A Teacher Is Worth A Million Instructions

Nikhil Kothari,Ravindra Nayak,Shreyas Shetty,Amey Patil,Nikesh Garera
2024-06-27
Abstract:Large Language Models(LLMs) have shown exceptional abilities, yet training these models can be quite challenging. There is a strong dependence on the quality of data and finding the best instruction tuning set. Further, the inherent limitations in training methods create substantial difficulties to train relatively smaller models with 7B and 13B parameters. In our research, we suggest an improved training method for these models by utilising knowledge from larger models, such as a mixture of experts (8x7B) architectures. The scale of these larger models allows them to capture a wide range of variations from data alone, making them effective teachers for smaller models. Moreover, we implement a novel post-training domain alignment phase that employs domain-specific expert models to boost domain-specific knowledge during training while preserving the model's ability to generalise. Fine-tuning Mistral 7B and 2x7B with our method surpasses the performance of state-of-the-art language models with more than 7B and 13B parameters: achieving up to $7.9$ in MT-Bench and $93.04\%$ on AlpacaEval.
Machine Learning
What problem does this paper attempt to address?
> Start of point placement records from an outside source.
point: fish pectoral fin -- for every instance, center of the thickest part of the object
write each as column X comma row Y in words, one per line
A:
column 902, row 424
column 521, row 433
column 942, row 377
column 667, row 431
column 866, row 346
The paper mainly addresses the following issues: 1. **Challenges in Training Large Language Models (LLMs)**: The paper points out that although large language models perform excellently, there are many challenges in training these models, including data quality, the selection of instruction tuning sets, and inherent limitations of training methods. These issues are particularly significant for models with smaller parameter scales (such as models with 7B and 13B parameters). 2. **Application of Knowledge Distillation in Model Training**: The researchers propose an improved training method that uses the knowledge of larger-scale models to guide the training of smaller-scale models. Specifically, they use a mixture of experts architecture (such as the 8x7B architecture) as the teacher model and transfer knowledge to the student model through knowledge distillation (KD). 3. **Domain Alignment from Expert (DAE) Algorithm**: The paper proposes a novel post-training domain alignment algorithm that combines expert models from specific domains to enhance the model's knowledge in specific areas while maintaining its generalization ability. This method not only improves the model's performance on public benchmarks but also achieves significant results in the e-commerce domain. Through the above methods, the researchers successfully improved the performance of smaller models and surpassed larger parameter models in multiple tasks. Experimental results demonstrate the effectiveness of knowledge distillation and the domain alignment algorithm, providing new ideas and methods for training large language models.